Japanese Word Frequencies - Google N-Gram Corpus

James Breen
jimbreen@gmail.com
Introduction

This paper describes a WWW-based tool (https://www.edrdg.org/~jwb/ngramcounts.html) for deriving the frequency counts of sequences of Japanese text from the Google Japanese N-Gram Corpus. The paper is in several sections:

  1. the compilation of the original n-gram corpus;
  2. the contents, format and distribution of the corpus;
  3. the development of the WWW-based tool, including the data structure and format;
  4. the operation of the WWW-based tool.

There is also an appendix in which the author describes the processes which led to the development of the tool.

Compilation of the Google N-Gram Corpus

The corpus was compiled within Google Japan in 2007 in a "20%" or "side project" carried out by Taku Kudo and Hideto Kazawa, using a crawl of publicly accessible web pages made in July of that year. The process of the n-gram count generation was, in summary:

A total of over 20 billion sentences were analyzed, with n-gram counts ranging from about 2.5 million unique 1-grams up to 776 million unique 5-grams.
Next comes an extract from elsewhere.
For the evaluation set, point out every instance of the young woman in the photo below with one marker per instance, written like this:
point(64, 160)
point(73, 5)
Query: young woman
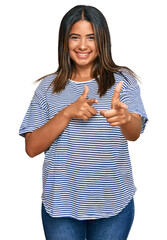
point(81, 116)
Contents, Format and Distribution of the Corpus;

Each set of n-grams was sorted and divided into files of 10 million items, totalling over 300 files. The compressed files amount to over 26Gb of data. The collection of files and documentation was initially distributed as 6 DVDs. In the distribution the files of n-grams and counts were placed in a directory structure as shown in the example below for the 2-grams.

data/2gms/
data/2gms/2gm.idx
data/2gms/2gm-0000.gz
data/2gms/2gm-0001.gz
data/2gms/2gm-0002.gz
data/2gms/2gm-0003.gz
data/2gms/2gm-0004.gz
data/2gms/2gm-0005.gz
data/2gms/2gm-0006.gz
data/2gms/2gm-0007.gz
data/2gms/2gm-0008.gz

The "2gm.idx" file is a text file listing the initial n-grams in the individual compressed data files.

2gm-0000.gz	! </S>
2gm-0001.gz	☆ 青のり
2gm-0002.gz	たくさん 臨時
2gm-0003.gz	も 追い返せ
2gm-0004.gz	デバイス CD
2gm-0005.gz	伯 朗
2gm-0006.gz	引き続き 指摘
2gm-0007.gz	発 叩き込も
2gm-0008.gz	高かろ ー

The following is a sample of 3-grams from the 3gm-0027 file:

天白 保呂 町    42
天白 信仰 の    21
天白 側 つや消し    30
天白 児童 館    251

The n-gram corpus was first announced on the Google Japan blog site. The formal title of the corpus is "Japanese Web N-gram Version 1".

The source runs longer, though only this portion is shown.